Восьмеркин, держа Катю на руках, дул ей в лицо и легонько встряхивал, пытаясь привести в чувство.
– Затрясет он ее! – перепугалась Нина. – Неси ко мне в каморку. Надо воды и нашатырного спирта. Сенечка, помоги мне. Ей нужно облегчить дыхание.
Но Восьмеркин не подпускал Чижеева.
– Уйди, обойдемся без тебя.
Сеню восьмеркинская грубость не обидела; он понял, что его друг влюблен.
* * *
Два следующих дня Восьмеркин с Чижеевым походили на измученных служителей плохо оборудованного госпиталя. Морякам хотелось избавить девушек от черной и тяжелой работы, дать им возможность отлежаться и отдохнуть. На свои же ссадины, кровоподтеки и опухоли Восьмеркин с Чижеевым не обращали внимания.
Друзья не только измеряли температуру, давали лекарства, меняли бинты больным, но и выполняли роль санитаров, уборщиц, прачек, коков и плотников. Они смастерили новые койки на козлах, набили стружками плащ-палатки, сшитые на манер матрацев, продраили песком, окатили тремя водами и пролопатили палубу – деревянный настил пещеры.
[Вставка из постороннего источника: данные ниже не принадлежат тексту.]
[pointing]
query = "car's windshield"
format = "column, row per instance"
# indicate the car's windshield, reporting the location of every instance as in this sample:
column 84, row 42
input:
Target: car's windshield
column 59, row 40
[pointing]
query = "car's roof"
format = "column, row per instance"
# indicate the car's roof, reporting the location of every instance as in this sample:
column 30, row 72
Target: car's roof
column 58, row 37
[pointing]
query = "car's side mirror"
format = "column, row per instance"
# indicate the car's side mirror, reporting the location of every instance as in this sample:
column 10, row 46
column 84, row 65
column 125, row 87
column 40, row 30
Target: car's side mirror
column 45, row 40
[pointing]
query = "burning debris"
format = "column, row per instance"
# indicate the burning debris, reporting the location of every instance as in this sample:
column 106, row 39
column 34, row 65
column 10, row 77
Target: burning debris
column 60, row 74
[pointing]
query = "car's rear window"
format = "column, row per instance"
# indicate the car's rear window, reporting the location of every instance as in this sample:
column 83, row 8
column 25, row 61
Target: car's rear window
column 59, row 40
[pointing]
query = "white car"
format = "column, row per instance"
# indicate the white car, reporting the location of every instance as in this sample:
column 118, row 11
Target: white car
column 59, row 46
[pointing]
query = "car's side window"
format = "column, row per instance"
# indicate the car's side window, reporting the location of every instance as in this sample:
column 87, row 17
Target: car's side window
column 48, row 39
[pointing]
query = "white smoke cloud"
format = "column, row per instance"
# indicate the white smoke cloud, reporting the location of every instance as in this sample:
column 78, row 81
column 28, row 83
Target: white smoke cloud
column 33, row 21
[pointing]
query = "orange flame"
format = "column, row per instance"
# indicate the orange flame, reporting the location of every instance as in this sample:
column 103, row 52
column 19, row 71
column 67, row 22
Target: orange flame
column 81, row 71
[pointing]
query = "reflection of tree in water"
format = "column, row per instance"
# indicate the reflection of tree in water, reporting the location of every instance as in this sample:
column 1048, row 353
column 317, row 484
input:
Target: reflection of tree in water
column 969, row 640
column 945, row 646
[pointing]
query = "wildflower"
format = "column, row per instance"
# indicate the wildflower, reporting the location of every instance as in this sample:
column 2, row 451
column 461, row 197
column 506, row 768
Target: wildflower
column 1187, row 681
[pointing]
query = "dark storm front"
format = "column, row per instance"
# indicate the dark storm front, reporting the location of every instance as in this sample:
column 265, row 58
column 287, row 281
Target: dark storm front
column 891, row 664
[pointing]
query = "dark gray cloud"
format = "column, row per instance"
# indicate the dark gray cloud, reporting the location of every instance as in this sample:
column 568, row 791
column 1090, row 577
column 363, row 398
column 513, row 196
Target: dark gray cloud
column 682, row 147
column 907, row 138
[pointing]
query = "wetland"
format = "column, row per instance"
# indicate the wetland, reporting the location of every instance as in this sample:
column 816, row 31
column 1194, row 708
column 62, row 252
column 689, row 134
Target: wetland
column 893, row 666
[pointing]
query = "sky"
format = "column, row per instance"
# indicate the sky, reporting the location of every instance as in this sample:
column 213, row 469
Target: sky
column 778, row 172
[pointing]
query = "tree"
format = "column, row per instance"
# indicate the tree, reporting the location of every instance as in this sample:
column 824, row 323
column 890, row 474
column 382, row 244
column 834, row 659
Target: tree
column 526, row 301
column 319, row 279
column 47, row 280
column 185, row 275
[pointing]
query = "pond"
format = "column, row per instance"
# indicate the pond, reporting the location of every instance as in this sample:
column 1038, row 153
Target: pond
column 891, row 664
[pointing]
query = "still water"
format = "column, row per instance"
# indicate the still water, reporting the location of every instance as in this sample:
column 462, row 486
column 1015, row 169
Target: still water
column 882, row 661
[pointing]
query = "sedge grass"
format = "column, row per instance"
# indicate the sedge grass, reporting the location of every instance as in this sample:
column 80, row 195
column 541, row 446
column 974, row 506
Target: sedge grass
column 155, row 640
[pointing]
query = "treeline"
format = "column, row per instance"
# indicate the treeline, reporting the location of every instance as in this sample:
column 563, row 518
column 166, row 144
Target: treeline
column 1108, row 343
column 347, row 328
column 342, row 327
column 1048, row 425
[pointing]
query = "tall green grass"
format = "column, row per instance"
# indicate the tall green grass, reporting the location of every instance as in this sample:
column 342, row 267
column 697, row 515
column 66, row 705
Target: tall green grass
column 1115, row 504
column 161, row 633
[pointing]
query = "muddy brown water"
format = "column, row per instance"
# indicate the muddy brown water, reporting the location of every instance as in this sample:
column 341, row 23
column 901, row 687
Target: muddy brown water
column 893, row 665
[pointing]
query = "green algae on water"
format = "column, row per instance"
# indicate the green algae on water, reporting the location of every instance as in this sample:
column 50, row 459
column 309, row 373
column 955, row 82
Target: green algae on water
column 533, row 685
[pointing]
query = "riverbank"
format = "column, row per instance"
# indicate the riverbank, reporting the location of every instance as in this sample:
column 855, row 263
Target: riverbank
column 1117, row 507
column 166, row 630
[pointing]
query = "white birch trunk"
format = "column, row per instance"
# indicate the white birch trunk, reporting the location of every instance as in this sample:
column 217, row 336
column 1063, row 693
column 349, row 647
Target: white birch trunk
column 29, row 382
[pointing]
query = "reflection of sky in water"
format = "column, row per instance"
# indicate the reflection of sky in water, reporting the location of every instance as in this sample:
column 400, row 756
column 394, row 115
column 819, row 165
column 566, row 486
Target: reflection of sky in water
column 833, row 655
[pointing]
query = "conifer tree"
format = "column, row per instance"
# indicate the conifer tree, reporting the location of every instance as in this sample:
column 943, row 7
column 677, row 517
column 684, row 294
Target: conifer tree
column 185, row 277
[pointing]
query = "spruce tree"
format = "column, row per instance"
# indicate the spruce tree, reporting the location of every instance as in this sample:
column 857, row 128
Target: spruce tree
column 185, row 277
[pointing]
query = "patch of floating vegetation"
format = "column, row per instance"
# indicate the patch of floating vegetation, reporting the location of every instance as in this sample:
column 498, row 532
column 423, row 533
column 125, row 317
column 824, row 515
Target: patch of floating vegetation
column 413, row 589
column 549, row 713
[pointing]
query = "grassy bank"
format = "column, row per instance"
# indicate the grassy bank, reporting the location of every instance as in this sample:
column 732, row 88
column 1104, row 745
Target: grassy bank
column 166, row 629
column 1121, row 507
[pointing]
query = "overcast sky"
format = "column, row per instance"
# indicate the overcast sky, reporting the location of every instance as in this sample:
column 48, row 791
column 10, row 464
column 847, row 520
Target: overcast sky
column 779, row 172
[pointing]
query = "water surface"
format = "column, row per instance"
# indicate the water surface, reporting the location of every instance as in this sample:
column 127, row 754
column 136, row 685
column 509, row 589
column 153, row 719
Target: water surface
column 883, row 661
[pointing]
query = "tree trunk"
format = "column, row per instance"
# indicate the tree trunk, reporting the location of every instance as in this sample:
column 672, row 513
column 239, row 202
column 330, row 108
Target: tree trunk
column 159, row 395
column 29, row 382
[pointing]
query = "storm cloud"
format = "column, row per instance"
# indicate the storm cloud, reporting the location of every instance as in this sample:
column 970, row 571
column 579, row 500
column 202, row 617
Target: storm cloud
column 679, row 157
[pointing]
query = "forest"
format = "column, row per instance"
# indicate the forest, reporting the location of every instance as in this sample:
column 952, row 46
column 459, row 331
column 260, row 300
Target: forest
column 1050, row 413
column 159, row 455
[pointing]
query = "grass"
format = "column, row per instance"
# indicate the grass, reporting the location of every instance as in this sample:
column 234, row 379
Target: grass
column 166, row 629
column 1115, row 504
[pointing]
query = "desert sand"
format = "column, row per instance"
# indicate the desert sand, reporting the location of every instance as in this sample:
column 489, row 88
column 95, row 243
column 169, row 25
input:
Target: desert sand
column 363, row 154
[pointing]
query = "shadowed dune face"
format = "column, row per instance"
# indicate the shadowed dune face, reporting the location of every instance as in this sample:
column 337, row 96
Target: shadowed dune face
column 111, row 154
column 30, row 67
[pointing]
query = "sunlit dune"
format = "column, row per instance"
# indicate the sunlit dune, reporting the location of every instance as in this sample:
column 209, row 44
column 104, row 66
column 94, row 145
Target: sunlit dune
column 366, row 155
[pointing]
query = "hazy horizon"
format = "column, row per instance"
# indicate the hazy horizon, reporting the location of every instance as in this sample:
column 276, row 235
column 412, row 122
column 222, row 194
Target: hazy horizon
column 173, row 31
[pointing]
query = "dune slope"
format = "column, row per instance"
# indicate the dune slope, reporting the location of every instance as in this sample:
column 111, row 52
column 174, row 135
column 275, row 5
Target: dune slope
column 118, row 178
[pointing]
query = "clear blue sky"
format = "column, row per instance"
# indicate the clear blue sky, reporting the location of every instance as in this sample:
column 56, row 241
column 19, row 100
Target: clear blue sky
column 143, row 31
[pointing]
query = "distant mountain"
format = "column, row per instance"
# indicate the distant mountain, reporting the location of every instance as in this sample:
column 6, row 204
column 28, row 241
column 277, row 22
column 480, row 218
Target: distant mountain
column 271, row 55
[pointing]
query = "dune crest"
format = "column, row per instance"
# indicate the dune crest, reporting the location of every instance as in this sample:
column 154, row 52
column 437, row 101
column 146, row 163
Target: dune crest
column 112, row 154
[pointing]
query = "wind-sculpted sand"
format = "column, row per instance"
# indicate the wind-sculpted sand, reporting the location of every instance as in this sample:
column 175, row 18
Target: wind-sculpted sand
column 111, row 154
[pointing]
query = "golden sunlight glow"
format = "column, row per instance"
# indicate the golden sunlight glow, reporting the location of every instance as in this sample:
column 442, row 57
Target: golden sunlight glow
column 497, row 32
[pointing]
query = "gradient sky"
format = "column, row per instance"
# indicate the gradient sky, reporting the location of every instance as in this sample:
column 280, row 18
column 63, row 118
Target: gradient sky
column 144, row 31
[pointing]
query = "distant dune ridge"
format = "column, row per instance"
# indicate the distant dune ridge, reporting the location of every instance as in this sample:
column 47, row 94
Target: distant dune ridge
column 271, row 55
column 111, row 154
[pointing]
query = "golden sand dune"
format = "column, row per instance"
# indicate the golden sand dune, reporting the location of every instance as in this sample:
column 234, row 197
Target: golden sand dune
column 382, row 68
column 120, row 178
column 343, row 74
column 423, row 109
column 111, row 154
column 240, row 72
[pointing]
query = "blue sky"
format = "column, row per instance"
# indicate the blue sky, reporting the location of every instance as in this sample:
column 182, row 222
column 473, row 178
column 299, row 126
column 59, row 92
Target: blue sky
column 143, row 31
Тремихач и Калужский все это время возились с корветтен-капитаном. Они его допрашивали, вносили коррективы на карте и, задавая на одну и ту же тему чуть ли не по сотне вопросов, «выводили среднюю» – записывали предельно выверенные сведения и писали донесения в штаб.
Катю тревожили результаты ее первой серьезной операции. Она отдыхала не раздеваясь или часами сидела у постели мичмана, ловя убегающий пульс.
Поздно вечером раздался тревожный звонок: он извещал, что с суши кто-то проник в подземное русло реки.
Тремихач с Восьмеркиным, захватив автоматы, поспешили к проходу.
Все остальные напряженно прислушивались: будут ли окрики и выстрелы? Но из прохода никаких звуков не доносилось.
Вскоре послышались шаги, и все увидели Витю рядом с Тремихачем и Восьмеркиным.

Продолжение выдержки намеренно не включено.